Perhaps the idea of premade meals already has you exhausted, yet you still want to be in as much control of the food as possible. Staging a buffet line might be a worthwhile solution, but keep in mind that it’s still the most risky option because of increased person-to-person contact. If you go this route, we strongly recommend you designate one person to serve everyone instead of letting guests serve themselves. The server must be serious about hygiene — that means they should perform an extra-thorough hand-washing prior to taking up their station and wear a mask the whole time.

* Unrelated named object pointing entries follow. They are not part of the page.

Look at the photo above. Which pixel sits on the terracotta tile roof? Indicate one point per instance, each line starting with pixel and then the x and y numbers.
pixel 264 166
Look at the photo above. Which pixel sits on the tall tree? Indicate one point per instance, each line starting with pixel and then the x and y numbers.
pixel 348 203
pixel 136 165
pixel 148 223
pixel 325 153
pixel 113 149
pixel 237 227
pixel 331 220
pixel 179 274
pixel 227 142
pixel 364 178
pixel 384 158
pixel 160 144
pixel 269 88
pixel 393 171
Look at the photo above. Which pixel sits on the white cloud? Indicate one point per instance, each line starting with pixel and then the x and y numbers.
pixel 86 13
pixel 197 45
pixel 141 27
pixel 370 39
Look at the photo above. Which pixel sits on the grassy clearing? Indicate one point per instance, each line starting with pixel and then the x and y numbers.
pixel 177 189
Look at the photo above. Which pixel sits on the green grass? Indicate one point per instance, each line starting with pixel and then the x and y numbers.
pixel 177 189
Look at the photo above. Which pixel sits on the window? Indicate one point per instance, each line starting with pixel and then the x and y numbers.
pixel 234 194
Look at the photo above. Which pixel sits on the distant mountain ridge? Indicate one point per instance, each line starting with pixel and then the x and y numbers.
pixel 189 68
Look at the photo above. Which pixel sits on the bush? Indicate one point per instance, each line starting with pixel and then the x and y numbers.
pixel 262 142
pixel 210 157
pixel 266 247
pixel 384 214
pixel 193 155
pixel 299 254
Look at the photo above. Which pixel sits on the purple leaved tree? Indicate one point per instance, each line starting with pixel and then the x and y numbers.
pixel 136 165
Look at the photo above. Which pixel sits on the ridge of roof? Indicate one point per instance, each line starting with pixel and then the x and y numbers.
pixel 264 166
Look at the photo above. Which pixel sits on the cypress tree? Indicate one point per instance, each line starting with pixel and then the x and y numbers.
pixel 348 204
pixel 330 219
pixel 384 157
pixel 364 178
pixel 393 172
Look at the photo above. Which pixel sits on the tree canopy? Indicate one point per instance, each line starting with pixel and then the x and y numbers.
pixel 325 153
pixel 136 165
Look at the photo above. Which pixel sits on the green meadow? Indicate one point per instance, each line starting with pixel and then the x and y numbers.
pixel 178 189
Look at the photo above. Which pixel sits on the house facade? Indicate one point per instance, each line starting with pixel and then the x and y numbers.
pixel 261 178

Guests in line also need to be on the ball regarding COVID-19 protocols. As stated above, you should clearly mark off where the line is and provide visual cues to help guests stay 6 feet apart while waiting to be served. They must also be wearing masks when they receive their plate, and it wouldn’t be a bad idea to place hand sanitizer near the line to ensure they have germ-free hands at the point of exchange.

No matter how you decide to feed your homegating guests, remember this: anyone involved with food or drink acquisition, prep, and serving must be symptom-free, and they must always handle food with clean hands and while wearing a mask. Be aware that even if you do everything right, some people may be uncomfortable sharing food. If some or all of your guests can’t come to an agreement on how food should be served, ask them to bring their own or eat before arriving. After all, homegating is about safely enjoying each other’s company (and, of course, watching your team win the big game).